You told it the number is a char, so it's going to try every way it can to treat it as one, despite being far too big. Looking at what you got, since J and K are in that order, I'd say it's using the integer % 128 to make sure it fits in the legal range.


When we use the %c in printf statement, it can access only the first byte of the integer. Hence anything greater than 256 is treated as n % 256.

For example i/p = 321 yields op=A

+5  A: 

When you pass an int corresponding to the "%c" conversion specifier, the int is converted to an unsigned char and then written.

The values you pass are being converted to different values when they are outside the range of an unsigned (0 to UCHAR_MAX). The system you are working on probably has UCHAR_MAX == 255.

When converting an int to an unsigned char:

  • If the value is larger than UCHAR_MAX, (UCHAR_MAX+1) is subtracted from the value as many times as needed to bring it into the range 0 to UCHAR_MAX.
  • Likewise, if the value is less than zero, (UCHAR_MAX+1) is added to the value as many times as needed to bring it into the range 0 to UCHAR_MAX.

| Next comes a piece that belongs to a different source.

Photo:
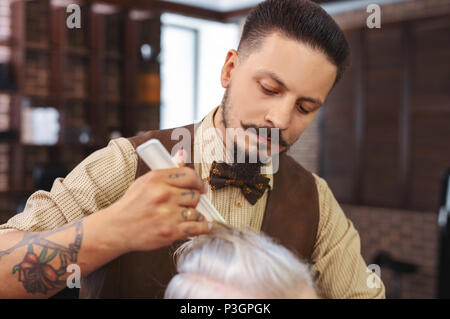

(unsigned char)-181 == (-181 + (255+1)) == 75 == 'K'
(unsigned char)-182 == (-182 + (255+1)) == 74 == 'J'
(unsigned char)300  == (300 - (255+1))  == 44 == ','
(unsigned char)301  == (301 - (255+1))  == 45 == '-'
D Krueger
Yes, I've tried to print UCHAR_MAX and is just 255 as you said. Thanks for your answer!
Is the effect the same as simply taking the lowest-order byte? Example: -1 = 0xFFFFFFFF, lowest order byte = FF = 255, -1 + 256 = 255. I suppose that's only true if UCHAR_MAX == 255. But still, I seriously doubt that the implementation in the infrastructure loops and adds or subtracts until if finds a value in range. It must use "%" at least... something better than a loop.
With two's complement and the size of a character is eight bits, it's the same as taking the low order byte, which I'm pretty sure most, if not all, compilers do.
D Krueger